No signs on the island I went to...guess I was "OK". Good to know for the future. Most I would do is fish from the waters edge anyway .


----------



## fishwagon (Sep 25, 2002)

I saw you at the creek this morning, red horse. The warden came by after you left, so I asked him. he said all the islands execpt Fisherman's are fine. Fisherman's is a bird sanctuary.

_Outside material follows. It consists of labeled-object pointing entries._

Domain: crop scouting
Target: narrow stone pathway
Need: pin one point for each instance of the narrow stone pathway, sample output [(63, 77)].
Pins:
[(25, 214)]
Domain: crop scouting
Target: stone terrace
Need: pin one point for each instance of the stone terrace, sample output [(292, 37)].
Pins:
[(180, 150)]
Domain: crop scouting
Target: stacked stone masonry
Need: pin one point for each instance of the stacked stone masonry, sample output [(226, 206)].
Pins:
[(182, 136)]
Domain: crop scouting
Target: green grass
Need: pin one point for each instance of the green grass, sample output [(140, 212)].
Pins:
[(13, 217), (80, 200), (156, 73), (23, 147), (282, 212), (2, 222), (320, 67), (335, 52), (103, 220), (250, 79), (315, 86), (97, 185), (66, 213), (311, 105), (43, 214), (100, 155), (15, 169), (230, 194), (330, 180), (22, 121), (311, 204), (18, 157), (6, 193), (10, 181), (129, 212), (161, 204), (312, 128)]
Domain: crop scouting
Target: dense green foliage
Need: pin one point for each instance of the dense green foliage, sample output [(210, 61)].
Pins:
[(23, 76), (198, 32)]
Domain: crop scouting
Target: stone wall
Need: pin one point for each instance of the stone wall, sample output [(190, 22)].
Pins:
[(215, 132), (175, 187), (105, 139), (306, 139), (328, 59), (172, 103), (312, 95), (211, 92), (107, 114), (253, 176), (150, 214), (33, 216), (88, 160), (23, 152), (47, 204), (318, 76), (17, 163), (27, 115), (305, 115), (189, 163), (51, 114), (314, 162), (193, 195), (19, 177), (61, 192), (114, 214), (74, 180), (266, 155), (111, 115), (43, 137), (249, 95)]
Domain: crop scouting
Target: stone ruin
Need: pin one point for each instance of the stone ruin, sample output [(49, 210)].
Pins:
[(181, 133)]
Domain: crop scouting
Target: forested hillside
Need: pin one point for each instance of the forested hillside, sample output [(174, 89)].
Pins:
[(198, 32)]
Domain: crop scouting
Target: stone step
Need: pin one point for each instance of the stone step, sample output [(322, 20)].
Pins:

Also, the area under the bay bridge on the land side, is off limits. Even before 9/11 I stopped once to rest and there was a cbbt employee standing there fishing. He started yelling before I even got to shore, the @#[email protected]$. I had a few choice words for him and got his name, but he just acted like he had every right to stand there and fish, but I was not allowed to beach my yak to rest.
I hope you did better than I did. I got a few blues. Had a pretty good sized biter chomp through my live blue i had swimming for cobia.


----------



## Redhorse (Mar 1, 2006)

It wasn't me fishwagon...must have been somebody who looked like me... I'm over here in Ohio, and don't get to fish the coast very often at all. Last time I fished Virginia, I camped out at a campground somewhere inland from the mouth of the Rappahannock. Caught some stripers (rockfish) off their dock/pier, small flounder, some other stuff I don't remember. Camped there at that place two or three years in a row, havn't been back since. Past three years we've been heading down to Carolina Beach in NC. That's where I did my island hopping in the canoe...


----------